1. From the NCBI BLAST Server again, click on blastx.
2. Choose your assigned genomic sequence to upload. Change the Database to 'RefSeq Select proteins (refseq_select).' Enter 'animals' in the Organism box (as shown below). We also need to change some default parameters - see the image below for the changes - they are highlighted in yellow, as they will be when you make the changes. First, change the database, and then click on Algorithm Parameters to make the other changes. Change the Expect threshold to 1 (as shown below).
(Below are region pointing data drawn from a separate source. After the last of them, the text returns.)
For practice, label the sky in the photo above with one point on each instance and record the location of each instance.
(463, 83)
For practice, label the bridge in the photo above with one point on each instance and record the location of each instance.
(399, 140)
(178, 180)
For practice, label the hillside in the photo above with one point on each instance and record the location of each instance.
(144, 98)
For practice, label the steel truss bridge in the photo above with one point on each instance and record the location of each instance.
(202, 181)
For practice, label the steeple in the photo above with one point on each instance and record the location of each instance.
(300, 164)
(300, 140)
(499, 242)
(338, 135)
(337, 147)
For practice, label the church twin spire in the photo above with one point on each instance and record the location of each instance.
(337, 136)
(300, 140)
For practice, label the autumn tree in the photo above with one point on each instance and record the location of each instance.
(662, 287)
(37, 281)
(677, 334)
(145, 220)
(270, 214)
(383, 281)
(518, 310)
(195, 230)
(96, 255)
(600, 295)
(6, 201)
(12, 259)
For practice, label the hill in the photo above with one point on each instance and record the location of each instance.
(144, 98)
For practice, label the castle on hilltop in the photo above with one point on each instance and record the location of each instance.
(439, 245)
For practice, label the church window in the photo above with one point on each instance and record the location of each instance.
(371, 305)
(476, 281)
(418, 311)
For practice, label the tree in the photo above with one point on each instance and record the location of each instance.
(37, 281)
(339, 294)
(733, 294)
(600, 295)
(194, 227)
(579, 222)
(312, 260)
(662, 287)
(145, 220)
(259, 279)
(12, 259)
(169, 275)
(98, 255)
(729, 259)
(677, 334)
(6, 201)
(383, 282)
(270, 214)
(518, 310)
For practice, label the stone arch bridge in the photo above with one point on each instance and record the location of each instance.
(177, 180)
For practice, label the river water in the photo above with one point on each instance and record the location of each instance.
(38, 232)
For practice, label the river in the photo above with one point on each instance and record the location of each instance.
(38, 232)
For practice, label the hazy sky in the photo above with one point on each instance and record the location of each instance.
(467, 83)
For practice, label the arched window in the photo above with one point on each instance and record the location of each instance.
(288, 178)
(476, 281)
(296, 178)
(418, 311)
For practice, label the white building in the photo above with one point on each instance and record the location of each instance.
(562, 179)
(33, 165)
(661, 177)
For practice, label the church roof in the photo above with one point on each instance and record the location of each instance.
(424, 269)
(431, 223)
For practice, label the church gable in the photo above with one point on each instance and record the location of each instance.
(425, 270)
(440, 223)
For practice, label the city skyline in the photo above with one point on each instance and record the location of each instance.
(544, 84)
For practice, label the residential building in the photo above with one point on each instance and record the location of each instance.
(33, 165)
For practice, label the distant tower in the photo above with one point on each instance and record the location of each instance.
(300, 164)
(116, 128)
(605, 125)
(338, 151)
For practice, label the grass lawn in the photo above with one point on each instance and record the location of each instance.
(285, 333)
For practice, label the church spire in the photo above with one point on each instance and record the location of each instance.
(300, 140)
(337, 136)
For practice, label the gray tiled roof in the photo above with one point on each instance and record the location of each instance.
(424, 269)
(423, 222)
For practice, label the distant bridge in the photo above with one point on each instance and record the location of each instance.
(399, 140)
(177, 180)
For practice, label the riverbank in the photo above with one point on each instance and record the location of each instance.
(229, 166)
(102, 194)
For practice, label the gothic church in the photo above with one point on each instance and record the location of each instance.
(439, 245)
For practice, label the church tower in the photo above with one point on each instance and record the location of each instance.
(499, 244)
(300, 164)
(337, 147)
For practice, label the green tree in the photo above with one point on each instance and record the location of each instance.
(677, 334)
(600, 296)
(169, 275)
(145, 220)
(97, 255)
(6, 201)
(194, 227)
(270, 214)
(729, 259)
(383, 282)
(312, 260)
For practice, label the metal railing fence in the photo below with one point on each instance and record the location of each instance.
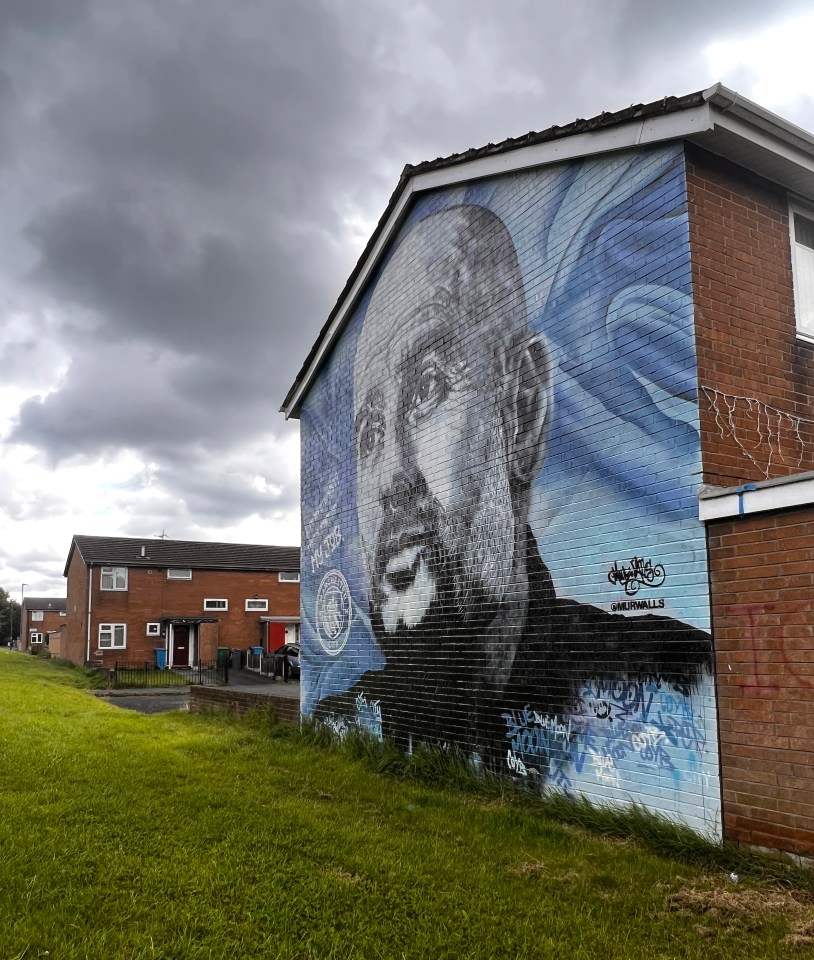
(147, 674)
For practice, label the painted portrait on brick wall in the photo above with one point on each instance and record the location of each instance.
(499, 546)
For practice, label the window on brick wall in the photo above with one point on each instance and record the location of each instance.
(802, 248)
(112, 636)
(113, 578)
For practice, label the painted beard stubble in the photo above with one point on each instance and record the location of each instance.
(438, 580)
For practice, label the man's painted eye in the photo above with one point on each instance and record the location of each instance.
(430, 390)
(370, 433)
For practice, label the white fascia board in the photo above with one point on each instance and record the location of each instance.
(293, 408)
(674, 126)
(671, 126)
(743, 501)
(732, 103)
(771, 144)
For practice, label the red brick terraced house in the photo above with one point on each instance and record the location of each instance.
(40, 617)
(139, 600)
(558, 466)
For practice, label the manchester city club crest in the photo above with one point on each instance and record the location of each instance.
(334, 613)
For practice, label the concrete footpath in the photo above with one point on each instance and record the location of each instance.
(244, 690)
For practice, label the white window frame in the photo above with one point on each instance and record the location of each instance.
(802, 332)
(255, 604)
(113, 572)
(107, 639)
(217, 604)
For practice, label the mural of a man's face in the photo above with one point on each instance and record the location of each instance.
(450, 393)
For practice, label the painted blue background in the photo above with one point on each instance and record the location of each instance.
(603, 246)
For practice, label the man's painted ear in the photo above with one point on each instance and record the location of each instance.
(529, 394)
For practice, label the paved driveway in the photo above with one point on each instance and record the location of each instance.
(147, 701)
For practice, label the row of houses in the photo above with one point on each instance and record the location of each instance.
(140, 599)
(557, 475)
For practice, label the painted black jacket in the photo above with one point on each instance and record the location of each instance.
(566, 648)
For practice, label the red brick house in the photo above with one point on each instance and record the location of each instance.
(40, 616)
(558, 466)
(136, 599)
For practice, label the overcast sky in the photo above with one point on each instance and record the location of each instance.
(185, 186)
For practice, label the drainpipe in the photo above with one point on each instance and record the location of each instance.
(90, 585)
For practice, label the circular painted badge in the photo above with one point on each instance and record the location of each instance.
(334, 612)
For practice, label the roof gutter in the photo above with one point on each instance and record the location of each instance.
(728, 101)
(718, 119)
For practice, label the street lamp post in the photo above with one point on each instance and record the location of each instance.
(22, 601)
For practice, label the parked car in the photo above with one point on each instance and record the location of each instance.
(288, 653)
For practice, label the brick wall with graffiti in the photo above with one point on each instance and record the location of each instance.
(763, 601)
(501, 548)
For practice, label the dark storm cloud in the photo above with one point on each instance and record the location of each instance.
(182, 171)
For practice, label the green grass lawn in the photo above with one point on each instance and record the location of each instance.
(176, 836)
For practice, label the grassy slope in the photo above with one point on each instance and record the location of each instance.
(177, 836)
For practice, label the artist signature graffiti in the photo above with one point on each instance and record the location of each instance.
(637, 574)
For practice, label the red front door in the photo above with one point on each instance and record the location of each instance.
(180, 646)
(276, 636)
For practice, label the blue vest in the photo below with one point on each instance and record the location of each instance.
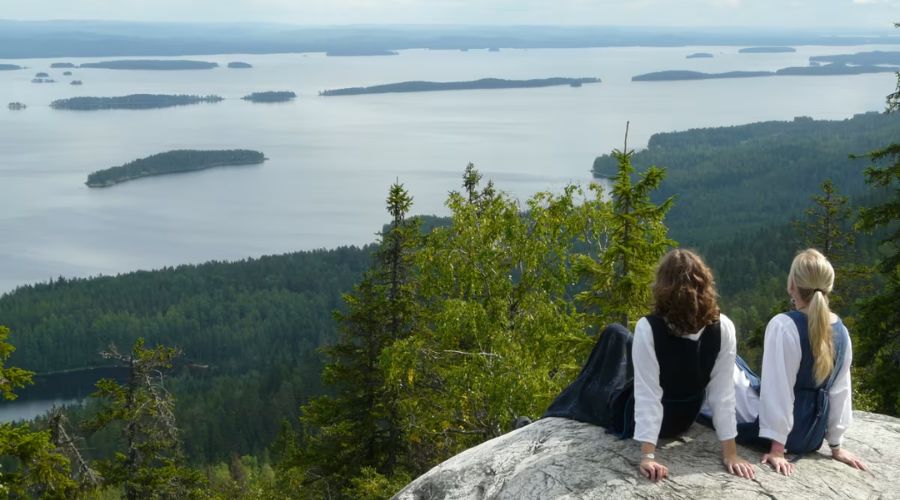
(811, 402)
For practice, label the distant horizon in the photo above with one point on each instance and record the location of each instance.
(817, 14)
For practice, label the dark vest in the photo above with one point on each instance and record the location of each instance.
(685, 367)
(811, 401)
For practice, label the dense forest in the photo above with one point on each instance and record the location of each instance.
(132, 101)
(151, 64)
(484, 83)
(444, 334)
(172, 162)
(833, 69)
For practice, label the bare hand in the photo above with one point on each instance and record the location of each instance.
(779, 463)
(842, 455)
(653, 470)
(739, 467)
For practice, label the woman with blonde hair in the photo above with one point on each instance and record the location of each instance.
(804, 396)
(653, 386)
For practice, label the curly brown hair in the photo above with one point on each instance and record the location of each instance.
(685, 292)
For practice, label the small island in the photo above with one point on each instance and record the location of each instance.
(133, 101)
(813, 70)
(360, 52)
(834, 69)
(484, 83)
(674, 75)
(151, 64)
(766, 50)
(860, 58)
(171, 162)
(270, 96)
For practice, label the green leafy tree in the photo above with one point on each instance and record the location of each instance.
(620, 278)
(38, 470)
(359, 425)
(499, 334)
(151, 465)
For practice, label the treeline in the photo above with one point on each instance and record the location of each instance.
(250, 328)
(132, 101)
(170, 162)
(484, 83)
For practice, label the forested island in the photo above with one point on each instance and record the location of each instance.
(171, 162)
(151, 64)
(360, 52)
(812, 70)
(133, 101)
(484, 83)
(860, 58)
(270, 96)
(766, 50)
(672, 75)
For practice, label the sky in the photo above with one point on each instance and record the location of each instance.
(687, 13)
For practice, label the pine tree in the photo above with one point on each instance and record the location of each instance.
(152, 465)
(878, 327)
(499, 334)
(620, 279)
(358, 426)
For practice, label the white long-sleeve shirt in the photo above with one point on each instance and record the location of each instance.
(781, 361)
(648, 409)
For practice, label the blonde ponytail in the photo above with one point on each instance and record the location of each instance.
(813, 276)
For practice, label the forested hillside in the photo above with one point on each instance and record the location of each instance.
(250, 328)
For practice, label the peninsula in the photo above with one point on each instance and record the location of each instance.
(270, 96)
(860, 58)
(360, 52)
(133, 101)
(766, 50)
(171, 162)
(151, 64)
(660, 76)
(814, 70)
(484, 83)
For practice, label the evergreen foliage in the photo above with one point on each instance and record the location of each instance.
(151, 465)
(620, 279)
(358, 427)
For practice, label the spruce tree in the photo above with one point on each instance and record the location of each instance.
(152, 464)
(620, 278)
(38, 469)
(357, 427)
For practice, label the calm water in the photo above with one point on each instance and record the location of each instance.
(332, 159)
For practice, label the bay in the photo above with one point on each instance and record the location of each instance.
(332, 159)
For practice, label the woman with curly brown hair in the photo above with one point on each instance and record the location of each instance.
(654, 384)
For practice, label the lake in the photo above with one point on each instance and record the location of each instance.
(332, 159)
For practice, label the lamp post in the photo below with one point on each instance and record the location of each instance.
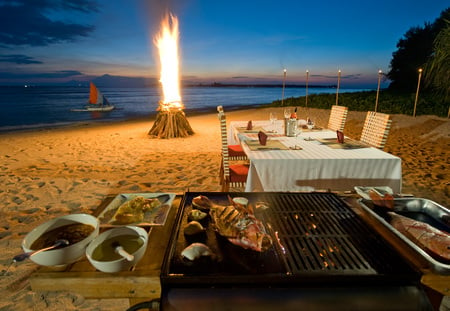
(306, 98)
(337, 89)
(284, 83)
(378, 89)
(417, 91)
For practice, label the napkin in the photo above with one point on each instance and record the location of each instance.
(262, 138)
(340, 136)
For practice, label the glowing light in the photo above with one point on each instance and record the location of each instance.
(167, 44)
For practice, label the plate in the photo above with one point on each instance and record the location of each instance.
(364, 191)
(156, 216)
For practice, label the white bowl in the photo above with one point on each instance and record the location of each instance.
(113, 262)
(67, 254)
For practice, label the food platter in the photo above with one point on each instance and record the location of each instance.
(364, 191)
(419, 209)
(152, 210)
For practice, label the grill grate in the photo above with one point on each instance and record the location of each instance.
(319, 239)
(317, 234)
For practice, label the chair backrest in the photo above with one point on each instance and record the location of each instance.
(338, 116)
(224, 140)
(376, 129)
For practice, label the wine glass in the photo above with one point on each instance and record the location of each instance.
(273, 118)
(297, 131)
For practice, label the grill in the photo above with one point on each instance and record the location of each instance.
(323, 256)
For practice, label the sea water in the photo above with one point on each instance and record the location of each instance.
(35, 107)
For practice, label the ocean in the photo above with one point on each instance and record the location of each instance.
(36, 107)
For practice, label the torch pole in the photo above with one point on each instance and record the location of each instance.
(337, 89)
(378, 89)
(417, 91)
(284, 83)
(306, 98)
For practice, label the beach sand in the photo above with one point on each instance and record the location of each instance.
(54, 172)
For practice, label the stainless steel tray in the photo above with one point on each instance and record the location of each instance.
(420, 209)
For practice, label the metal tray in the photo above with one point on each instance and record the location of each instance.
(419, 209)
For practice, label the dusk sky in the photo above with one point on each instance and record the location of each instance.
(232, 41)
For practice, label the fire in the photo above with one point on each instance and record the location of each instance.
(167, 44)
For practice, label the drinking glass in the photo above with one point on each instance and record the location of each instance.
(273, 118)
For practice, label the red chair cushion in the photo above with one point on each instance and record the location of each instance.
(235, 151)
(238, 172)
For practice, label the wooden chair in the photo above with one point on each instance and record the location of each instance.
(231, 175)
(235, 152)
(338, 116)
(376, 129)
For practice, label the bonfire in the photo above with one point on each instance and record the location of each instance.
(171, 120)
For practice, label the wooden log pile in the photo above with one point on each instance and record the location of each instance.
(171, 123)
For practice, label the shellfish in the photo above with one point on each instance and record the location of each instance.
(195, 251)
(238, 224)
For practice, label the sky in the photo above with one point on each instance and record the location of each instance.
(226, 41)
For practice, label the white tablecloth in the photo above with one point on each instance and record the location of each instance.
(316, 166)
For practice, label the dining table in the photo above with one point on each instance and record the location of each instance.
(311, 160)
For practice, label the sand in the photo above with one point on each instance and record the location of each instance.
(53, 172)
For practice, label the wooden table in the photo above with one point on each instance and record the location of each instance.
(141, 284)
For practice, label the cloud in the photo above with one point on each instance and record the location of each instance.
(26, 22)
(41, 75)
(18, 59)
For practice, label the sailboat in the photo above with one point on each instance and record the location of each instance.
(97, 101)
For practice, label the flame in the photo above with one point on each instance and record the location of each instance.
(167, 44)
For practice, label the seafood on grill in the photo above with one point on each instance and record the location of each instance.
(430, 239)
(195, 251)
(134, 210)
(197, 215)
(193, 227)
(382, 199)
(238, 224)
(202, 203)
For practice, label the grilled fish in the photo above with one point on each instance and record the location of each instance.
(430, 239)
(238, 225)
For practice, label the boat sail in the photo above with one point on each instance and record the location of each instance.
(97, 101)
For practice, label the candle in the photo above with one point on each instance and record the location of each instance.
(337, 89)
(306, 98)
(378, 89)
(284, 82)
(417, 91)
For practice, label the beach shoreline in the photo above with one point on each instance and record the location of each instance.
(51, 172)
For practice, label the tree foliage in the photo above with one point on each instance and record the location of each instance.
(415, 49)
(437, 69)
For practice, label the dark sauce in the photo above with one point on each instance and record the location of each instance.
(74, 233)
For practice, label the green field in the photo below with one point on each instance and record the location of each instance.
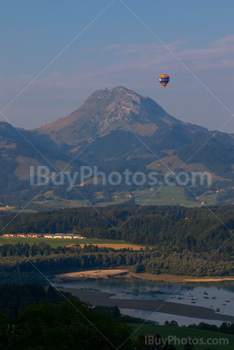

After parameters are changed, click the BLAST button, and examine the results. (Note that this search may take a few minutes to be completed - while you're waiting for that window, you could begin part 7B below. But be sure to keep track of which new window goes with each search that you perform.) Note the locations of homologies detected relative to proteins predicted by FGENESH - how well do they match up? Did FGENESH miss predictions of some regions detected by BLASTX?
[What if you get nothing or very little in this BLASTX search? Change the Database to 'refseq_protein' or back to the default setting 'nr' and repeat the BLAST search. You won't have to change anything else if you have checked 'Show results in a new window.' Note that there is a good chance you will see fewer likely genes than with the FGENESH prediction.]
The intial result will look something like below, showing names for the other animal sequence that are homologous to parts of your large sequence in the Descriptions tab.
Now, select the Graphic Summary tab. (Note the color indicates the strength of the match, as shown in the key above.) Screenshot this portion of the Graphic Summary for a good overview of blast hits in your genomic sequence.
Below is an the graphic view with information on how to interpret the diagram.
If you select the Alignments tab, you will see protein sequence alignments of translated protein sequences from ORFs in your sequence aligned with those of other organisms - the blast hits - starting with the highest scoring match. Note in this case it is in the ~29,000 bp region (red high-scoring matches in the graphical view). The first alignment starts at 29017 (see the end of the 'Range 2' alignment, the Query sequence). [Here we're showing the 2nd highest match, which has a meaningful description (eukaryotic aspartyl protease), rather than 'unnamed protein product.']
Optional: A more computation-intensive approach that can find matches with previously unidentified (never predicted) proteins would use tblastx. Are there any regions detected with TBLASTX that were not detected with BLASTX? Make a note of these regions, if found.
Using BLASTX on a large sequence (~50,000 bp) that compares everything at once can be a bit overwhelming initially - and, may be less sensitive than searches with smaller bits of sequence. The method below (7B) searches for matches to your predicted proteins one at a time.
B. Determine whether individual proteins predicted by FGENESH have matches in the protein database.
1. Go to the NCBI BLAST Server
2. Click on Protein BLAST (blastp).
3. Paste each predicted amino acid sequence from your FGENESH analysis individually into the large window under "Enter Query Sequence." All the other parameters can be left at their default settings.
4. Select the "Show results in a new window" checkbox, then click the BLAST button.
(Record which of your genes appear to encode proteins known from other organisms. Consider what 'E-values' represent genuine matches with related proteins vs. random matches.)
Optional: Note Conserved Domains found in your search. (This information may come up immediately after initiating the search in the 'Format' window.) This is a strong indication that your sequence encodes a real protein.